The governor’s announcement comes after a slew of troubling stories about the system’s inability to protect vulnerable children, including 2-year-old Bella Bond of Dorchester whose body was found in June in a trash bag on Deer Island and who had earlier received services from state social workers. The announcement also comes a week after the New England Center for Investigative Reporting revealed that 110 children died of abuse and neglect between 2009 and 2013, about a third of whom had received state services.
The investigation, titled “Out of the shadows,” showed many missed opportunities to protect children in a system fraught with problems and unable to learn from past tragedies. The Center gave the first in-depth look at the troubled lower- and higher-risk intake system and, among other findings, showed that state social workers were not required to do criminal background checks on all parents when assessing abuse and neglect complaints.

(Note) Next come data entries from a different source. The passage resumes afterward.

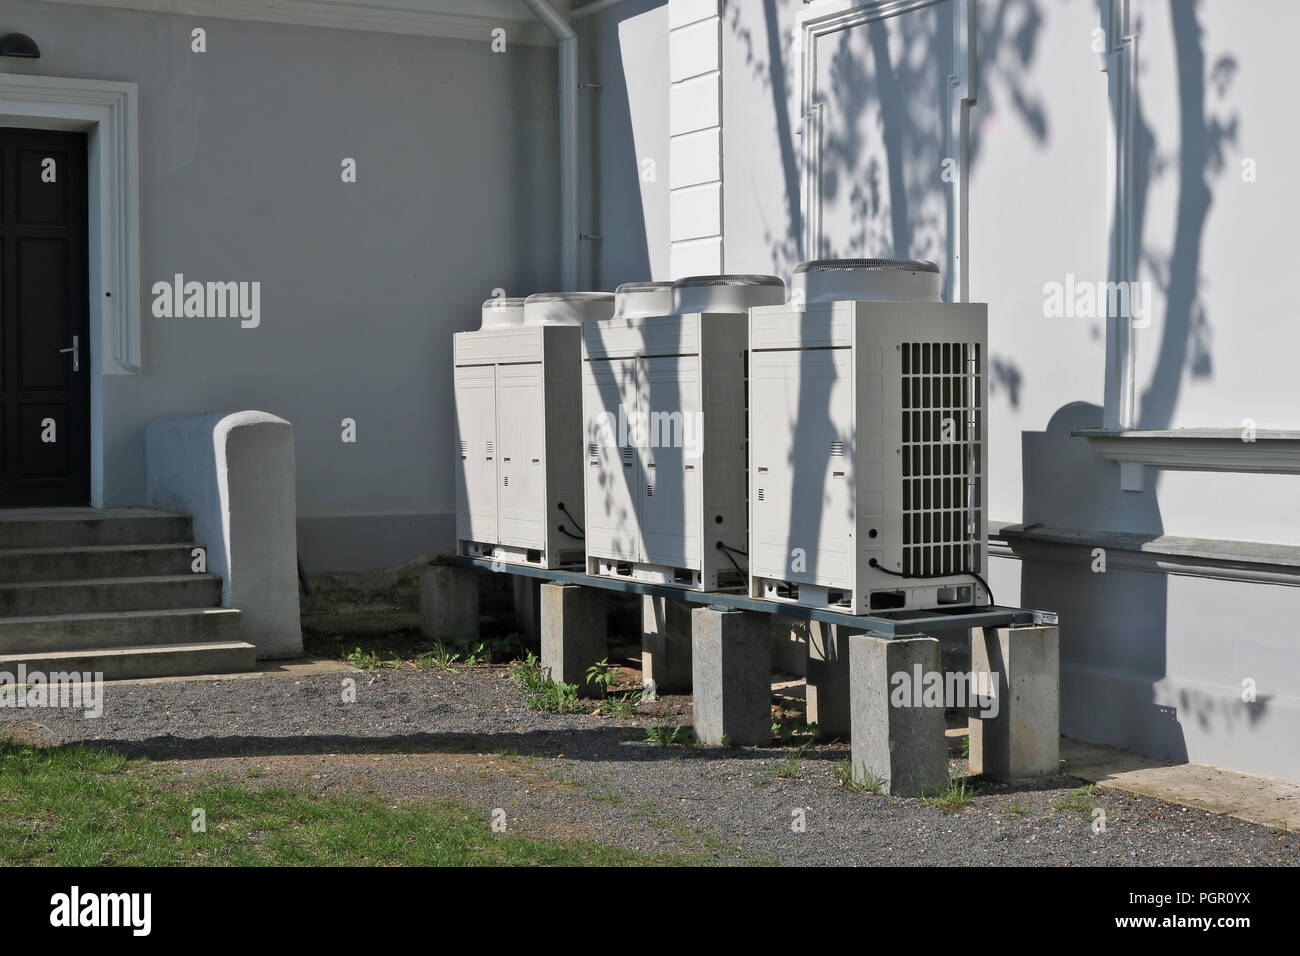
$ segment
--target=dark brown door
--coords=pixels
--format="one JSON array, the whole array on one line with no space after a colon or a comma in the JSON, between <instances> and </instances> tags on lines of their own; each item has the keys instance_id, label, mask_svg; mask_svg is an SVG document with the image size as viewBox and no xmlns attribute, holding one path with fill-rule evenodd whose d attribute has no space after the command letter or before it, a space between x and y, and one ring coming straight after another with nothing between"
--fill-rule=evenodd
<instances>
[{"instance_id":1,"label":"dark brown door","mask_svg":"<svg viewBox=\"0 0 1300 956\"><path fill-rule=\"evenodd\" d=\"M86 137L0 128L0 506L90 501Z\"/></svg>"}]
</instances>

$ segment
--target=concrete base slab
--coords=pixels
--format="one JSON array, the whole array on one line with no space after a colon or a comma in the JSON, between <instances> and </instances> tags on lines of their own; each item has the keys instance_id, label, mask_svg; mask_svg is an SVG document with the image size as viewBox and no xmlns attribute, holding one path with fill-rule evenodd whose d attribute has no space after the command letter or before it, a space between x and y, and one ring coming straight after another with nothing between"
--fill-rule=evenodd
<instances>
[{"instance_id":1,"label":"concrete base slab","mask_svg":"<svg viewBox=\"0 0 1300 956\"><path fill-rule=\"evenodd\" d=\"M542 667L584 697L599 694L587 683L587 669L609 653L605 594L577 584L542 585Z\"/></svg>"},{"instance_id":2,"label":"concrete base slab","mask_svg":"<svg viewBox=\"0 0 1300 956\"><path fill-rule=\"evenodd\" d=\"M852 729L849 638L861 632L820 621L808 621L806 626L808 723L816 724L822 734L843 736Z\"/></svg>"},{"instance_id":3,"label":"concrete base slab","mask_svg":"<svg viewBox=\"0 0 1300 956\"><path fill-rule=\"evenodd\" d=\"M1300 832L1300 785L1271 777L1170 763L1131 750L1061 738L1061 772L1103 789L1154 797L1248 823Z\"/></svg>"},{"instance_id":4,"label":"concrete base slab","mask_svg":"<svg viewBox=\"0 0 1300 956\"><path fill-rule=\"evenodd\" d=\"M971 712L970 772L1009 781L1058 772L1060 630L981 628L971 639L971 672L989 680L996 701L991 716Z\"/></svg>"},{"instance_id":5,"label":"concrete base slab","mask_svg":"<svg viewBox=\"0 0 1300 956\"><path fill-rule=\"evenodd\" d=\"M691 609L686 601L641 597L641 680L652 698L691 691Z\"/></svg>"},{"instance_id":6,"label":"concrete base slab","mask_svg":"<svg viewBox=\"0 0 1300 956\"><path fill-rule=\"evenodd\" d=\"M478 572L429 564L420 569L420 633L430 641L478 640Z\"/></svg>"},{"instance_id":7,"label":"concrete base slab","mask_svg":"<svg viewBox=\"0 0 1300 956\"><path fill-rule=\"evenodd\" d=\"M939 642L932 637L849 638L855 780L877 780L884 792L904 797L923 796L948 782L942 701L925 706L919 690L911 693L918 671L938 670ZM896 675L906 680L896 682Z\"/></svg>"},{"instance_id":8,"label":"concrete base slab","mask_svg":"<svg viewBox=\"0 0 1300 956\"><path fill-rule=\"evenodd\" d=\"M772 639L767 615L713 607L691 612L695 736L717 746L772 740Z\"/></svg>"}]
</instances>

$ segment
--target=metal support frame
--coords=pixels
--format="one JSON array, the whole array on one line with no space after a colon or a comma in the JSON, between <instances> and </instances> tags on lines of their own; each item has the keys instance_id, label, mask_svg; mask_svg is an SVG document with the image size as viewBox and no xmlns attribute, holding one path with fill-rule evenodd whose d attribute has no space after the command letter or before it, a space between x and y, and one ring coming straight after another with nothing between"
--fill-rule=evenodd
<instances>
[{"instance_id":1,"label":"metal support frame","mask_svg":"<svg viewBox=\"0 0 1300 956\"><path fill-rule=\"evenodd\" d=\"M804 621L840 624L865 631L876 637L885 638L934 635L944 631L964 631L974 627L1032 627L1057 623L1056 614L1052 611L1035 611L1028 608L1002 607L1001 605L955 607L950 610L883 612L864 615L842 614L824 608L805 607L802 604L762 601L741 593L688 591L667 584L645 584L640 581L596 577L584 574L581 571L546 570L543 568L530 568L525 565L494 563L491 558L469 558L455 554L439 554L434 557L433 563L479 568L483 571L492 571L498 574L519 574L525 577L541 578L555 584L579 584L593 588L604 588L608 591L621 591L625 594L648 594L652 597L673 598L674 600L690 601L694 604L720 610L759 611L765 614L780 614L784 617L794 617Z\"/></svg>"}]
</instances>

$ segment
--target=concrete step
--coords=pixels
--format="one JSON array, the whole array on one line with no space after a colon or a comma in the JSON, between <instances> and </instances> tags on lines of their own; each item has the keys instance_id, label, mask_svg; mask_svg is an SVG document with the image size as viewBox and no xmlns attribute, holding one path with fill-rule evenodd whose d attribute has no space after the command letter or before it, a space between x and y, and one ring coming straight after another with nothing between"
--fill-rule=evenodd
<instances>
[{"instance_id":1,"label":"concrete step","mask_svg":"<svg viewBox=\"0 0 1300 956\"><path fill-rule=\"evenodd\" d=\"M172 542L0 549L0 581L20 584L189 574L195 547Z\"/></svg>"},{"instance_id":2,"label":"concrete step","mask_svg":"<svg viewBox=\"0 0 1300 956\"><path fill-rule=\"evenodd\" d=\"M0 548L64 548L189 541L188 515L148 508L0 509Z\"/></svg>"},{"instance_id":3,"label":"concrete step","mask_svg":"<svg viewBox=\"0 0 1300 956\"><path fill-rule=\"evenodd\" d=\"M257 648L243 641L202 641L187 644L133 645L102 650L44 651L0 655L0 671L27 673L81 671L103 673L104 680L137 677L186 677L197 674L236 674L256 669Z\"/></svg>"},{"instance_id":4,"label":"concrete step","mask_svg":"<svg viewBox=\"0 0 1300 956\"><path fill-rule=\"evenodd\" d=\"M0 584L0 617L216 607L220 600L215 574L38 581Z\"/></svg>"},{"instance_id":5,"label":"concrete step","mask_svg":"<svg viewBox=\"0 0 1300 956\"><path fill-rule=\"evenodd\" d=\"M0 617L0 654L239 640L239 612L200 607Z\"/></svg>"}]
</instances>

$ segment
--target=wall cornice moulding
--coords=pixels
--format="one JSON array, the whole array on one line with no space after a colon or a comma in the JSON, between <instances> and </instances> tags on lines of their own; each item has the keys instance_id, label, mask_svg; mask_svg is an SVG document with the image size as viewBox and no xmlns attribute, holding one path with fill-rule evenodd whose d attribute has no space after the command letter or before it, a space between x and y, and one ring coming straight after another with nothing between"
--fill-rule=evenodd
<instances>
[{"instance_id":1,"label":"wall cornice moulding","mask_svg":"<svg viewBox=\"0 0 1300 956\"><path fill-rule=\"evenodd\" d=\"M1300 431L1257 429L1253 441L1232 428L1078 428L1070 434L1086 438L1097 454L1121 465L1300 474Z\"/></svg>"},{"instance_id":2,"label":"wall cornice moulding","mask_svg":"<svg viewBox=\"0 0 1300 956\"><path fill-rule=\"evenodd\" d=\"M989 522L994 557L1089 569L1098 548L1105 552L1108 571L1300 587L1300 547L1294 545Z\"/></svg>"},{"instance_id":3,"label":"wall cornice moulding","mask_svg":"<svg viewBox=\"0 0 1300 956\"><path fill-rule=\"evenodd\" d=\"M43 0L45 3L112 7L146 13L170 13L221 20L252 20L337 30L369 30L407 36L458 40L491 39L497 27L507 41L529 46L554 46L555 38L540 22L525 17L523 5L509 0L478 0L473 14L429 9L430 0L408 0L410 6L348 0ZM436 0L446 6L447 0ZM563 5L561 5L563 6Z\"/></svg>"}]
</instances>

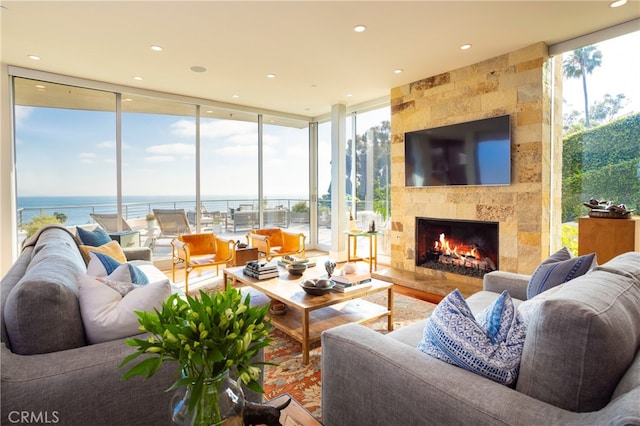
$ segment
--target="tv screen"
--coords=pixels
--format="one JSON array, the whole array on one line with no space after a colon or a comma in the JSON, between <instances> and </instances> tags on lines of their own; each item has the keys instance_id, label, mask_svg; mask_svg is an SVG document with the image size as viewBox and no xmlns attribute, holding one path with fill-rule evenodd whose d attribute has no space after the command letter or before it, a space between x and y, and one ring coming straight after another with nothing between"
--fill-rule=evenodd
<instances>
[{"instance_id":1,"label":"tv screen","mask_svg":"<svg viewBox=\"0 0 640 426\"><path fill-rule=\"evenodd\" d=\"M510 130L503 115L405 133L405 185L509 185Z\"/></svg>"}]
</instances>

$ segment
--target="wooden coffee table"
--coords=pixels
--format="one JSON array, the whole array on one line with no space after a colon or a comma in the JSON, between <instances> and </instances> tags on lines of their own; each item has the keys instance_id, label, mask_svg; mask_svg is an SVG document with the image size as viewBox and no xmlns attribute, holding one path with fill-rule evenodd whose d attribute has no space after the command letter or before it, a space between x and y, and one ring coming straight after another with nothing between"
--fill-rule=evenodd
<instances>
[{"instance_id":1,"label":"wooden coffee table","mask_svg":"<svg viewBox=\"0 0 640 426\"><path fill-rule=\"evenodd\" d=\"M313 342L320 340L324 330L347 323L364 323L387 317L387 328L393 330L393 284L372 280L371 285L349 293L331 291L322 296L311 296L300 287L300 282L308 278L326 276L324 260L308 269L302 277L290 275L278 267L280 276L267 280L257 280L244 275L243 267L225 268L224 282L231 280L233 286L244 285L253 298L278 300L287 305L284 315L272 315L271 324L302 344L302 362L309 363L309 349ZM257 290L257 291L255 291ZM387 306L371 303L362 298L371 294L387 292ZM267 297L264 297L266 295Z\"/></svg>"}]
</instances>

Baker’s announcement was met with guarded enthusiasm by the state social worker’s union, whose leaders joined Baker at the press conference.
Peter MacKinnon, DCF chapter president of the SEIU union local 509, said that social workers for years have pushed for “meaningful reforms,” and are hopeful Baker will come through in making needed changes. He said that unlike in the past, Baker has set fixed timelines for improvements and pledged to provide needed resources.
“Time will always tell,” MacKinnon told NECIR. “It feels different this time.”